The generated unify.yml will have EXACTLY this structure:

name: {canonical_id_name}
#####################################################
##
##Declare Validation logic for unification keys
##
#####################################################
keys:
  - name: {key1}
    valid_regexp: "{pattern}"
    invalid_texts: ['{val1}', '{val2}', '{val3}']
  - name: {key2}
    invalid_texts: ['{val1}', '{val2}', '{val3}']

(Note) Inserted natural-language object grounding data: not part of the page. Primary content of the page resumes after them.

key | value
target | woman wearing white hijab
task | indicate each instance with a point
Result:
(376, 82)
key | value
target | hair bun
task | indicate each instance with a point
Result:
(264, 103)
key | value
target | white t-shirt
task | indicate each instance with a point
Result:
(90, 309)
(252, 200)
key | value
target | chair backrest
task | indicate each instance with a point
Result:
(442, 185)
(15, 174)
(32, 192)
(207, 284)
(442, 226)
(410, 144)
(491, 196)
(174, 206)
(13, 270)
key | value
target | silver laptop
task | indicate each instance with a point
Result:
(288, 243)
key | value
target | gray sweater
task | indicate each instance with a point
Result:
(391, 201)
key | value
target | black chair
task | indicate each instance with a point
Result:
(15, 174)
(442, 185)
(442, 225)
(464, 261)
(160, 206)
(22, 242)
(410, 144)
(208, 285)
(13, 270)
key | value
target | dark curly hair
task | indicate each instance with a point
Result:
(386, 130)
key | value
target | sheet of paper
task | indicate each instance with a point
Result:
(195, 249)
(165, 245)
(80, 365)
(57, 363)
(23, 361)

#####################################################
##
##Declare databases, tables, and keys to use during unification
##
#####################################################

tables:
  - database: {db/catalog}
    table: {table}
    key_columns:
      - {column: {col}, key: {key}}

#####################################################
##
##Declare hierarchy for unification. Define keys to use for each level.
##
#####################################################

canonical_ids:
  - name: {canonical_id_name}
    merge_by_keys: [{key1}, {key2}, ...]
    merge_iterations: {number}

#####################################################
##
##Declare Similar Attributes and standardize into a single column
##
#####################################################

master_tables:
  - name: {canonical_id_name}_master_table
    canonical_id: {canonical_id_name}
    attributes:
      - name: {attribute}
        source_columns:
          - {table: {t}, column: {c}, order: last, order_by: time, priority: 1}

NO deviations from this structure - EXACT template compliance guaranteed.


Prerequisites

Required:

  • Snowflake or Databricks platform access
  • Platform-specific MCP tools configured (may use fallback if unavailable)
  • Read permissions on tables to be analyzed
  • Tables must exist and be accessible

Optional:

  • Custom unify.yml template path (if not using default)
  • Master table attribute specifications
  • Custom validation rules

Expected Timeline

Step Duration
Platform detection < 1 min
Schema analysis (per table) 5-10 sec
Data analysis (per identifier) 10-20 sec
Expert analysis 1-2 min
YAML generation < 1 min
Total (for 5 tables) ~3-5 min

Error Handling

Common Issues:

Issue: MCP tools not available for platform Solution:

  • I'll inform you and provide fallback options
  • You can provide schema information manually
  • I'll still generate unify.yml with validation warnings

Issue: No tables have user identifiers Solution:

  • I'll show you why tables were excluded
  • Suggest alternative tables to analyze
  • Explain what constitutes a user identifier

Issue: Table not accessible Solution:

  • Document which tables are inaccessible
  • Continue with accessible tables
  • Recommend permission checks

Issue: Complex data types found Solution:

  • Exclude complex type columns (arrays, structs, maps)
  • Explain why they can't be used for unification
  • Suggest alternative columns if available

Success Criteria

Generated unify.yml will:

  • Use EXACT template structure - NO modifications
  • Contain ONLY tables with validated user identifiers
  • Include ONLY columns that actually exist in tables
  • Have validation rules based on actual data patterns
  • Be ready for immediate use with hybrid-generate-snowflake or hybrid-generate-databricks
  • Work without any manual edits
  • Include comprehensive documentation in comments

Next Steps After Generation

  1. Review the generated unify.yml

    • Verify tables and columns are correct
    • Check validation rules are appropriate
    • Review merge strategy and priorities
  2. Generate SQL for your platform:

    • Snowflake: /cdp-hybrid-idu:hybrid-generate-snowflake
    • Databricks: /cdp-hybrid-idu:hybrid-generate-databricks
  3. Execute the workflow:

    • Snowflake: /cdp-hybrid-idu:hybrid-execute-snowflake
    • Databricks: /cdp-hybrid-idu:hybrid-execute-databricks
  4. Monitor convergence and results


Getting Started

Ready to begin?

Please provide:

  1. Platform: Snowflake or Databricks
  2. Tables: List of tables to analyze (full paths)
  3. Canonical ID Name: Name for your unified ID (e.g., unified_customer_id)
  4. Output File (optional): Where to save unify.yml (default: unify.yml)

Example:

Platform: Snowflake
Tables:
  - customer_db.public.customers
  - customer_db.public.orders
  - marketing_db.public.campaigns
Canonical ID: unified_id
Output: snowflake_unify.yml

I'll analyze your tables and generate a production-ready unify.yml configuration!